And it’s not parents who’re stating these reasons. Remember? It’s educated, employed, fairly cosmopolitan men and women. So, now I ask you, how is this different from the Pushkar Mela?
If you don’t believe that you deserve a marriage based on compatibility, respect and yes, love. Then how the hell are you going to get it? If you don’t ask your parents the questions that need to be asked, what’s the whole point of the entire charade? If you can’t stand up for yourself, who will? These are questions I reserve for the educated and the “aware” women.

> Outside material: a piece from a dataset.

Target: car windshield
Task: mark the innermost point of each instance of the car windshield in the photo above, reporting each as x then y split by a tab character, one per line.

Reading IHM’s blog depresses me sometimes. while I strongly sympathize with the honour killings, the domestic abuse, regressive laws, and advice to brides to give up on their mobile phones, I find myself hard pressed to sympathize with educated women who fall victim to evil in-laws. Here are some things that I would love to see the urban elite woman do:
- Stand up for yourself. If you don’t, no one else will. This point can never be overemphasized.
- The pressure to be “ideal daughter” and “perfect bahu” are sometimes more self inflicted than expected by the world. Separate the conditioning from the expectations and be clear what you “think you should be doing” and what you actually are expected to do. And then decide how much of it you’d like to do.
- Know what you want to be. Know who you are before you decide to get married. Know what you want of a spouse before you let your parents find you one. Know what you can and cannot put up with. Know what your own dreams are.
- Remember that your parents are always on your side. You might not always agree but they do want to see you happy. If you don’t tell them what will make you happy, they’ll do what they think will make you happy. Simple.
I know it’s not easy. I’ve been there and through it all. But if today, if The Hero and I hear “compliments” like, “You guys don’t look like you had an arranged marriage. You look like you had a love marriage”, then you can be sure that it wasn’t because I fasted for 16 weeks and my mother taught me how to cook.
I fail to see why the very prospect of marriage changes perfectly rational human beings into simpering savitris unable to control their own destiny. Why should the root cause of every problem be “evil in-laws”? I don’t mean to say that there are no evil in-laws. I just mean to say that a lot fewer women would be victim to them if they just stood up for themselves both before and after the dream wedding. Thoughts?